No contexto do ataque, um membro da equipe de segurança de Maduro relatou que, de repente, todos os sistemas de radar falharam sem explicação. Segundo ele, o "descombobulador" teve um impacto direto nos defensores do governo venezuelano: "Todos começamos a sangrar pelo nariz. Alguns vomitaram sangue. Caímos no chão, sem conseguir nos mexer. Não conseguíamos nem ficar de pé depois daquela arma sônica ou seja lá o que fosse".
Prisões e Acusações
Nicolás Maduro e Cilia Flores foram detidos em uma operação militar dos Estados Unidos em 3 de janeiro de 2026, no Forte Tiuna, em Caracas.
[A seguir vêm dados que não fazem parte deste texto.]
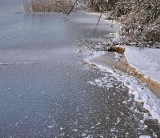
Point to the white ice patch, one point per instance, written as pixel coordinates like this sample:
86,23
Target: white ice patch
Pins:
146,60
141,93
144,136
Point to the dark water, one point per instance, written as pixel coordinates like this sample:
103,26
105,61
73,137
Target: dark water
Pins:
44,89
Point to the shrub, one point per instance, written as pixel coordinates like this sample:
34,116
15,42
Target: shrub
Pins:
47,6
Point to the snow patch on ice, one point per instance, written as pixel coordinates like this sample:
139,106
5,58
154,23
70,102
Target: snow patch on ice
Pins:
141,93
144,136
146,61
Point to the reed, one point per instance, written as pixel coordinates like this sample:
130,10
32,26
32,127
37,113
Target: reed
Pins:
47,6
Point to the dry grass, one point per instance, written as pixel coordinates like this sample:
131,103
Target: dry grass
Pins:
47,6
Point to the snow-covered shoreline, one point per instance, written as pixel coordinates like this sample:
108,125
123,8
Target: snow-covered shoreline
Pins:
142,94
145,61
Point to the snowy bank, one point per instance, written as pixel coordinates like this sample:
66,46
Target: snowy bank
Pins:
146,61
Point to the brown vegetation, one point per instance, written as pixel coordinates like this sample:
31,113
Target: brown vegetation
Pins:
47,6
140,19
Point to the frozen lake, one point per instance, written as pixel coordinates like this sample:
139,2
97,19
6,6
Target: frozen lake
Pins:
44,85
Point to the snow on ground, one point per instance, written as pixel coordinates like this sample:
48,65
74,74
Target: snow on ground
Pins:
146,61
141,93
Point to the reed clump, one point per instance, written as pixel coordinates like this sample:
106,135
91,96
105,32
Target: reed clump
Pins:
47,6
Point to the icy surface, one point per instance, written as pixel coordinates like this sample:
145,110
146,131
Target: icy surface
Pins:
141,93
146,61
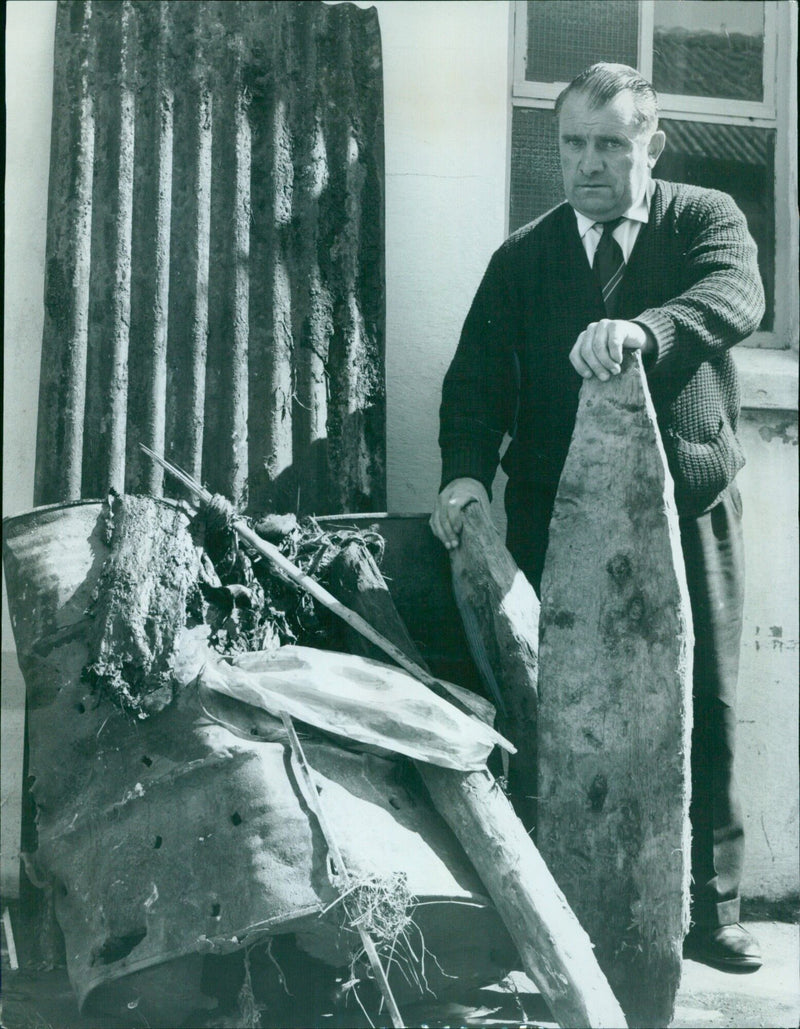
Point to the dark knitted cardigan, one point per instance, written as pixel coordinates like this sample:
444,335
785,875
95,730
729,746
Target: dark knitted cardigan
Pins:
692,279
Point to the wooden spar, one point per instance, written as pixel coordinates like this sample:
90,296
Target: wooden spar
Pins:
615,697
296,575
499,610
555,951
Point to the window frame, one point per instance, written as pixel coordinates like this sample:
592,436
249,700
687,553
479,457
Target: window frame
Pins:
777,110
Por volta das 3h da madrugada, o casal foi retirado de sua residência, algemado e com os olhos e ouvidos cobertos. Após os procedimentos realizados pela DEA, ambos foram levados ao Centro de Detenção Metropolitano (MDC) localizado no Brooklyn.
Maduro enfrenta quatro acusações principais no Tribunal Federal do Distrito Sul de Nova York, que foram baseadas em denúncias de 2020 e atualizadas em 2026. Entre as acusações, destacam-se narcoterrorismo, conspiração para importar cocaína para os EUA, posse de metralhadoras, e conspiração para posse de armas e dispositivos destrutivos durante crimes relacionados ao tráfico de drogas.
Os promotores do Distrito Sul de Nova York alegam que Cília Flores colaborou com Maduro no tráfico de cocaína entre 2004 e 2015, utilizando escoltas militares e grupos armados conhecidos como "colectivos".